In conclusion, telehealth makes access to healthcare easier while saving on travel costs at the same time. However, it has problems that need solving before expanding or advancing it. For a mass inoculation program, one needs to have relevant data. A network for information exchange is equally handy. Notably, geographic systems enable mapping and intervention of pandemics. There is ethical consideration to acknowledge with this digital era of EHR and interoperability. Nonmaleficence and a patient’s belief are cases in point. Finally, medical practitioners must have an ethical framework to guide their actions.
References
McGonigle, D., & Mastrian, K. G. (Eds.). (2015). Nursing informatics and the foundation of knowledge. Jones & Bartlett Publishers.

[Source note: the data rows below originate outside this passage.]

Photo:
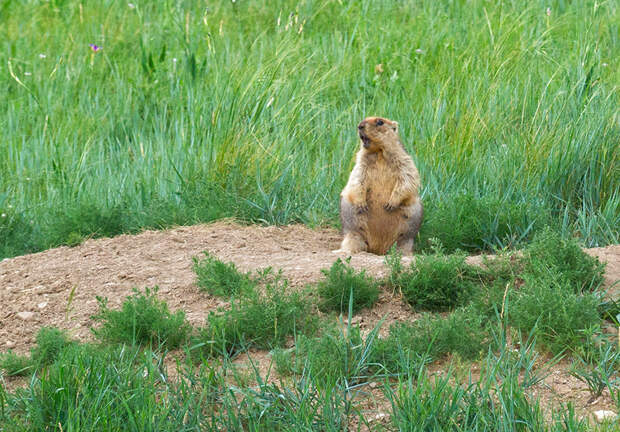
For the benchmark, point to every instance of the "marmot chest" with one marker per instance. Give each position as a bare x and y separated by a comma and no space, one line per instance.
381,178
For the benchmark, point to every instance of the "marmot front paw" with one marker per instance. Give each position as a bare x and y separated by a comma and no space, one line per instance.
390,207
361,209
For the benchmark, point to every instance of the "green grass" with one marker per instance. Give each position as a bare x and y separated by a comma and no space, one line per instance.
262,318
50,342
248,109
327,371
220,278
434,282
143,319
341,283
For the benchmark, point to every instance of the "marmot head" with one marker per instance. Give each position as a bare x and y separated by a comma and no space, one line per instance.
375,132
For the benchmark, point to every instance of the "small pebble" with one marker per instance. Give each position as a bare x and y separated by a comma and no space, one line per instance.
26,316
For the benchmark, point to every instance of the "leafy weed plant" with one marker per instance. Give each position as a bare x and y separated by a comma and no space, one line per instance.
262,319
220,278
433,282
340,282
50,342
144,320
550,253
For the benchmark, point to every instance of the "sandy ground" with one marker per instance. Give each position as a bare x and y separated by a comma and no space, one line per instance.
58,287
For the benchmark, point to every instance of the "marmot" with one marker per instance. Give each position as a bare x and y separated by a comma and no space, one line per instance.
380,204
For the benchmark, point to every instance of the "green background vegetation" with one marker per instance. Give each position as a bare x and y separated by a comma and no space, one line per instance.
194,111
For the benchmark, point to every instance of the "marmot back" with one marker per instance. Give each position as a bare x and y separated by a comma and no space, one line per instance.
380,204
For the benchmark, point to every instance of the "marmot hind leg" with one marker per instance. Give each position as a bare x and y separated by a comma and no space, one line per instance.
353,224
414,217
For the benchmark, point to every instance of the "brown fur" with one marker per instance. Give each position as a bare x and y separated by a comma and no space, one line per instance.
380,204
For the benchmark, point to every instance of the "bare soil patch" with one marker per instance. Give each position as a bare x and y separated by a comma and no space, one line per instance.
58,287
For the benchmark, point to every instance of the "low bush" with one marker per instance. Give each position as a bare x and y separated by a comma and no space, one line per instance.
50,342
433,282
142,319
550,253
220,278
262,319
341,280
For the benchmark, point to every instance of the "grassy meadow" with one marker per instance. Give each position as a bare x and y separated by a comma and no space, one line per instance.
192,111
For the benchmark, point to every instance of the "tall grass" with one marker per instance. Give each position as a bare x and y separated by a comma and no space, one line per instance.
192,112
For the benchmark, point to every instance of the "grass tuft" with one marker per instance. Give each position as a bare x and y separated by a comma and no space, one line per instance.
221,279
144,320
341,281
263,318
433,282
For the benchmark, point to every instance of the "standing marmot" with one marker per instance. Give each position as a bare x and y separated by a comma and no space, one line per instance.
380,204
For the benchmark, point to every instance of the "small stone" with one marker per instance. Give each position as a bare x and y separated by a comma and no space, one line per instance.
604,416
26,316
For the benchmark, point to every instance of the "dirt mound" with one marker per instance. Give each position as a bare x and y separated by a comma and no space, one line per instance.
58,287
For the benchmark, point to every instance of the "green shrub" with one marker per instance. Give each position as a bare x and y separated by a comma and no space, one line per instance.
221,279
550,253
338,353
15,365
340,280
464,332
258,319
464,221
50,343
547,304
142,319
434,282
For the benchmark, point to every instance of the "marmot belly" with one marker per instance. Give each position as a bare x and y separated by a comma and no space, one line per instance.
383,227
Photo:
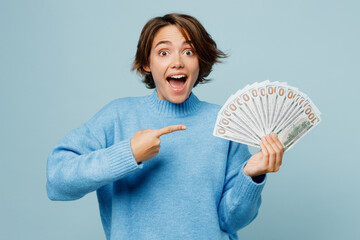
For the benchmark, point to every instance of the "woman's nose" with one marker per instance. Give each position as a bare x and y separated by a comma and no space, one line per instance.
177,61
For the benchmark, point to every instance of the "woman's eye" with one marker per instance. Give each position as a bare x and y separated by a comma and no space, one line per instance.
163,53
189,52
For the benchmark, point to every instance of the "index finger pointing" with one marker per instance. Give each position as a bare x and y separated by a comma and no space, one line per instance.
169,129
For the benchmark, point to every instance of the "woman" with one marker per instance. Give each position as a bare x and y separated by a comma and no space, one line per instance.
158,171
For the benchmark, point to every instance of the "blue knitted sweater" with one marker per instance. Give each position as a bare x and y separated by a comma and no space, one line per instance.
195,188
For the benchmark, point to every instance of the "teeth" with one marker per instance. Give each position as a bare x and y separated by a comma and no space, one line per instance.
178,76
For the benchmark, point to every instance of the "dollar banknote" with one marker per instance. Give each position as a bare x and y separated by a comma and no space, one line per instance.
263,108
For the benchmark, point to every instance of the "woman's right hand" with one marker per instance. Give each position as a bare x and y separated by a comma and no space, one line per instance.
145,144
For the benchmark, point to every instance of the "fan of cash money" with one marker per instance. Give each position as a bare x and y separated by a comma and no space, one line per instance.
262,108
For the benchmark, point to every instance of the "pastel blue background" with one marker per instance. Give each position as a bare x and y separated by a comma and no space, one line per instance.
61,61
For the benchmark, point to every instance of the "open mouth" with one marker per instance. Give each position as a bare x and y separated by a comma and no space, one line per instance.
177,82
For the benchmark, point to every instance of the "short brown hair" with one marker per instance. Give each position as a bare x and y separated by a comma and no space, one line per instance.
192,30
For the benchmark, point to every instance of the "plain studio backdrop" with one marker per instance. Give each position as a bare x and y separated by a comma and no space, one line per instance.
61,61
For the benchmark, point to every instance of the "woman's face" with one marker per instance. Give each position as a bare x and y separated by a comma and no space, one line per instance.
173,65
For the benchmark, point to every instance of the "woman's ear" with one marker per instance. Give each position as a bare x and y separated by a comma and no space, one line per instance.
146,69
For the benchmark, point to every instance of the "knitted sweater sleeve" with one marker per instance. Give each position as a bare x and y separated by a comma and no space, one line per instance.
81,163
241,196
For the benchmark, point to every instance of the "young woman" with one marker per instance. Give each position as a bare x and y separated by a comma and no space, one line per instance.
158,171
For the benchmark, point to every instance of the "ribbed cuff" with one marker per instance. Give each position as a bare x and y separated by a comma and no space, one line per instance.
245,189
121,159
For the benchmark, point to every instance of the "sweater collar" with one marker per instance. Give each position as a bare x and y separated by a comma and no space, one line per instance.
167,108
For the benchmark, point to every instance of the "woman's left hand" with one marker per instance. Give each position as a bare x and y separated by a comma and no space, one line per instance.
268,159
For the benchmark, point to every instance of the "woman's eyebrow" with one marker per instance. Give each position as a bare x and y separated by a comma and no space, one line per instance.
170,43
163,42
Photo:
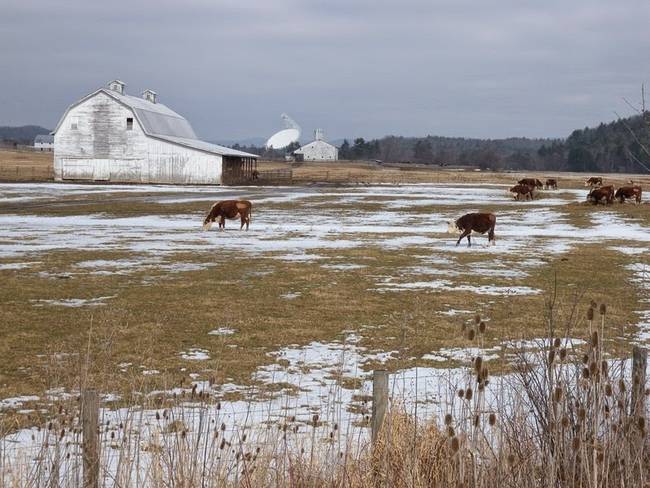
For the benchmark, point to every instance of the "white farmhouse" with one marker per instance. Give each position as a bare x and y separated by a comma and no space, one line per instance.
113,137
318,150
44,142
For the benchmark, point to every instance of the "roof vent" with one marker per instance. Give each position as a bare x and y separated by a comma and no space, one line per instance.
117,86
149,96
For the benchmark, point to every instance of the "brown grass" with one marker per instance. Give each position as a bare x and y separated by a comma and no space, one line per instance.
26,165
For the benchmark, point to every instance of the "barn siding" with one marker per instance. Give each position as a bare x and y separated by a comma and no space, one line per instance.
102,149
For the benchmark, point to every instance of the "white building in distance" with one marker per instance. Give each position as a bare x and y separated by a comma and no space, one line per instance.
114,137
44,142
318,150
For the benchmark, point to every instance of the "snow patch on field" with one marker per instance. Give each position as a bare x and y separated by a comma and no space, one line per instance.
15,402
222,331
195,354
74,302
443,285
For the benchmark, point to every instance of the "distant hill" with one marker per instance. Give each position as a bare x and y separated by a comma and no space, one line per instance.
21,135
608,148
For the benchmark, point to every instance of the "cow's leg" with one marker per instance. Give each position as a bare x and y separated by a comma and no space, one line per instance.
462,236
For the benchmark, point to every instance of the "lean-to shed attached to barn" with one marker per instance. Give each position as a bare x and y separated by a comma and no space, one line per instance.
110,136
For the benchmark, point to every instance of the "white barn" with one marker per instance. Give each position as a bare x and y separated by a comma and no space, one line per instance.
318,150
114,137
44,142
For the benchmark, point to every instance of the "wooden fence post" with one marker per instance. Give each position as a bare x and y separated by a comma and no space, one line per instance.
639,365
90,426
379,400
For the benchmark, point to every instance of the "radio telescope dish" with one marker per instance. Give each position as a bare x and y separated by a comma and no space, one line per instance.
283,138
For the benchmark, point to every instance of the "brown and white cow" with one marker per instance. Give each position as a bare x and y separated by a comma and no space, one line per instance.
625,192
604,193
473,222
594,181
525,191
229,209
534,182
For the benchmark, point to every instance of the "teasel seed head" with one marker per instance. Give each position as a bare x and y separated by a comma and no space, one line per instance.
557,394
565,422
455,444
485,373
593,369
594,339
478,363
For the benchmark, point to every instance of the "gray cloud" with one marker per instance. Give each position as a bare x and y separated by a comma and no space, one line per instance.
354,67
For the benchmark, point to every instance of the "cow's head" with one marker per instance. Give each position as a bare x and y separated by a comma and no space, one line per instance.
207,223
452,228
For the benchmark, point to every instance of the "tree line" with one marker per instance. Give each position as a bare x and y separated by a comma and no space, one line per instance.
617,146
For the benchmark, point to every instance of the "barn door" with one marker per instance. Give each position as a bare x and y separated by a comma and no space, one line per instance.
102,170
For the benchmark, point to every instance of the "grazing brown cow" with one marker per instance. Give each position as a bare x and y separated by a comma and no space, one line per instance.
594,181
626,192
229,209
534,182
474,222
526,191
605,193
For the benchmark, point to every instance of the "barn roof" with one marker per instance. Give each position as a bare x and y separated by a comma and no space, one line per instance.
318,142
159,121
208,147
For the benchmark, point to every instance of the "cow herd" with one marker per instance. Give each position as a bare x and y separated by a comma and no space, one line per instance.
526,187
472,222
606,194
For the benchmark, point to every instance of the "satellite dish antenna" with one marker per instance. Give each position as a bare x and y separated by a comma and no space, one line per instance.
281,139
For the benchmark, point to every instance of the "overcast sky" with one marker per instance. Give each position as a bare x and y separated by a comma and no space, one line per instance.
483,68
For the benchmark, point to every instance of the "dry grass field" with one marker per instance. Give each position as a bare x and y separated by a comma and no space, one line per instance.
117,287
124,275
25,166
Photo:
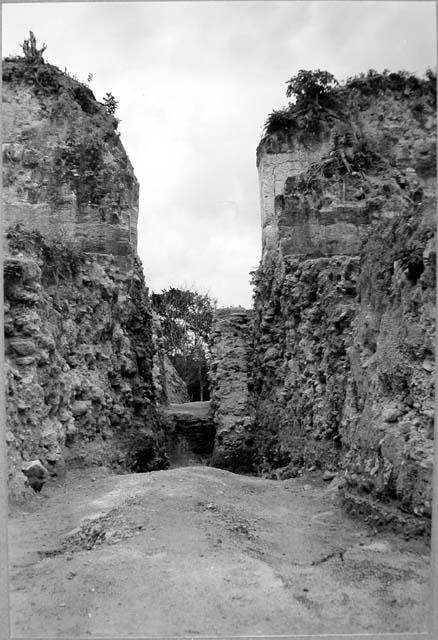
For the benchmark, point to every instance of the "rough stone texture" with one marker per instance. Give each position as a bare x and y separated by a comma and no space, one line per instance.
343,346
65,171
169,386
79,350
231,398
190,432
341,354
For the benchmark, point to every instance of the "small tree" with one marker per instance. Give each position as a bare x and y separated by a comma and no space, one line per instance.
30,50
110,103
186,318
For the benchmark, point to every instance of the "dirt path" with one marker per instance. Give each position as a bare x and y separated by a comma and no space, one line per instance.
199,551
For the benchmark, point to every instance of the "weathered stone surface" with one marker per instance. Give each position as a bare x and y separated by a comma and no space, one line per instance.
36,474
345,311
190,432
231,400
65,171
79,350
341,352
169,386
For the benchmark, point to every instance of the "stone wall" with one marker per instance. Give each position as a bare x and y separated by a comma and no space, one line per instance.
65,171
343,345
79,350
341,352
230,387
170,388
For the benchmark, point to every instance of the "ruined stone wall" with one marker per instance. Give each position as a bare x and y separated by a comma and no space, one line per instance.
65,171
79,351
339,361
232,403
170,388
345,317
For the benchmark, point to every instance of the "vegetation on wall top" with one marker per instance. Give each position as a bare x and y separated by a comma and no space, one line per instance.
318,100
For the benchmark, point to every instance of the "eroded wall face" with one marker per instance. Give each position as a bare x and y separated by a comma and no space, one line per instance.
232,402
343,345
78,333
341,351
65,171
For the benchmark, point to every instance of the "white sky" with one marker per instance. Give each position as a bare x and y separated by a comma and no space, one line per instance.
195,82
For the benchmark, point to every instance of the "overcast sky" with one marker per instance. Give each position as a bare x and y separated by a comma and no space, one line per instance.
195,82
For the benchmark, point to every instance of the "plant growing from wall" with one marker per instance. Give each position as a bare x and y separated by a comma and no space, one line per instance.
110,103
30,50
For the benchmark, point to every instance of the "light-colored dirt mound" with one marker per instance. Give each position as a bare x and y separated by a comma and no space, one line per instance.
201,551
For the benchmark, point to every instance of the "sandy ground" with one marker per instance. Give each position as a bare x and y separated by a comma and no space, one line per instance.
197,551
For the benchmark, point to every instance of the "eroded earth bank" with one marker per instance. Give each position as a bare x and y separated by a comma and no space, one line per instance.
299,499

Seto, E., Smith, D., Jacques, M., & Morita, P. P. (2019, November 1). Opportunities and challenges of Telehealth in remote communities: Case study of the Yukon Telehealth system. JMIR Medical Informatics. https://medinform.jmir.org/2019/4/e11353/
Hoy, H., & Frith, K. H. (Eds.). (2017). Applied clinical informatics for nurses. Jones & Bartlett Learning.
Souza-Junior, V. D., Mendes, I. A. C., Mazzo, A., & Godoy, S. (2016). Application of telenursing in nursing practice: an integrative literature review. Applied nursing research, 29, 254-260.